Greg Donald Andres is an American attorney, who most notably served as an Assistant Special Counsel for Russian interference in 2016 United States elections under Robert Mueller. He rejoined the law firm of Davis Polk & Wardwell in June 2019.

==Career==
Andres previously served as a Deputy Assistant Attorney General for the Criminal Division of the Department of Justice from 2010 to 2012, an Assistant United States Attorney for the Eastern District of New York, where he rose to be Chief of the Criminal Division, and a partner at Davis Polk & Wardwell.

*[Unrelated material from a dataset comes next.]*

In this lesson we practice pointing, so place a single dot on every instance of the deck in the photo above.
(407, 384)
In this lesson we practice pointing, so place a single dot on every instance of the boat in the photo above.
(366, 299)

While at the Eastern District, Andres prosecuted numerous members of the Bonanno crime family, and was subject to assassination plots by family boss Vincent Basciano. In August 2006, after Basciano had been transferred to Metropolitan Correctional Center, New York in Manhattan, a fellow inmate passed on a hit-list of five individuals authored by Basciano to federal authorities, including Andres, Eastern District Judge Nicholas Garaufis, and three mafia informants.

While serving as Deputy Assistant Attorney General, Andres oversaw criminal fraud prosecutions and foreign bribery investigations under the Foreign Corrupt Practices Act. Among the prosecutions brought by Andres from this office is that of then billionaire and Antiguan knight Sir Allen Stanford, who was sentenced to 110 years in prison and forced to forfeit billions of dollars in assets in relation to his $8 billion Ponzi scheme.

Andres was the 16th attorney hired by the Special Counsel's office when appointed by Mueller in August 2017.

==Personal life==
Andres is an alumnus of the University of Notre Dame, and the University of Chicago Law School. In 2001, Andres married Ronnie Abrams, now a Judge of the United States District Court for the Southern District of New York, while she was an Assistant United States Attorney specializing in violent gangs in the Southern District, and he specialized in organized crime and narcotics in the Eastern District. Their wedding was performed by Judge Loretta Preska of the Southern District.

On July 11, 2017, just prior to the announcement of Andres's appointment in the Special Counsel's office, Abrams recused herself from the prior assigned cases CREW v. Trump and a companion Emoluments Clause lawsuit against Donald Trump; the cases were reassigned to George B. Daniels.